Ask unlimited questions for free

Ask a Question
Marked as best answer by a Subject Expert

mcni194

  • Sr. Member
  • ****
  • Posts: 311
Answer to Question 1

ANS: A
Ethosuximide does not block sodium channels and does not enhance gamma-aminobutyricmediated neuronal inhibition, as do phenytoin and carbamazepine.
All the drug levels should be monitored by serum levels.
The adverse events and drug interactions are not more significant with ethosuximide, and all share serious adverse side effects.
All of the medications may be used for children.

Answer to Question 2

ANS: B
Lamotrigine can cause life-threatening rashes, including Stevens-Johnson syndrome and toxic epidermal necrolysis. Concurrent use of valproic acid increases the risk.
No evidence indicates a hematological reaction.
No evidence indicates Depakote toxicity, which may manifest as hepatotoxicity and pancreatitis.
Symptoms of toxic epidermal necrolysis are not manifested in this patient.



maychende

  • Hero Member
  • *****
  • Posts: 556
Both answers were spot on, thank you once again




 

Did you know?

Studies show that systolic blood pressure can be significantly lowered by taking statins.

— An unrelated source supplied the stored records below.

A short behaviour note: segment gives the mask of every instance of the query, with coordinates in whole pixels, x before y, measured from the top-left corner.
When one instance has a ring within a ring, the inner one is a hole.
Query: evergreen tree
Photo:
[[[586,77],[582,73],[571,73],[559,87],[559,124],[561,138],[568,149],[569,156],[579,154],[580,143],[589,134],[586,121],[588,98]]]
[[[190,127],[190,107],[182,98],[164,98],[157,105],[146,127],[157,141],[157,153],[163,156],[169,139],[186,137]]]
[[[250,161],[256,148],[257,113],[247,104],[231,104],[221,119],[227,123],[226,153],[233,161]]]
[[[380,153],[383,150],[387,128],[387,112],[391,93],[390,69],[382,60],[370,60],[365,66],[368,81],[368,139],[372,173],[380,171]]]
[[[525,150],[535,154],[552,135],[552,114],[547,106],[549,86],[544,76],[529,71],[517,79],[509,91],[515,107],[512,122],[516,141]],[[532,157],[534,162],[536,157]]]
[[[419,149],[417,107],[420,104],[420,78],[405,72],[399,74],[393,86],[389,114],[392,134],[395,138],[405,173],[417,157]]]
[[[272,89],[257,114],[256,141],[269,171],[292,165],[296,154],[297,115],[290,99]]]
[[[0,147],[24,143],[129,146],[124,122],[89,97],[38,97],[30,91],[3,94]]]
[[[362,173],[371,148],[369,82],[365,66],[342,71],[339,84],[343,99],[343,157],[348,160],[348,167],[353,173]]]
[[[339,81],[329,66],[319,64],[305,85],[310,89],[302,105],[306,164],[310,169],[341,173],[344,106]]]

In fact, the higher the patient's baseline blood pressure, the greater the effect of statins on his or her blood pressure.

Did you know?

In women, pharmacodynamic differences include increased sensitivity to (and increased effectiveness of) beta-blockers, opioids, selective serotonin reuptake inhibitors, and typical antipsychotics.

Did you know?

Since 1988, the CDC has reported a 99% reduction in bacterial meningitis caused by Haemophilus influenzae, due to the introduction of the vaccine against it.

Did you know?

Pope Sylvester II tried to introduce Arabic numbers into Europe between the years 999 and 1003, but their use did not catch on for a few more centuries, and Roman numerals continued to be the primary number system.

Did you know?

Vampire bats have a natural anticoagulant in their saliva that permits continuous bleeding after they painlessly open a wound with their incisors. This capillary blood does not cause any significant blood loss to their victims.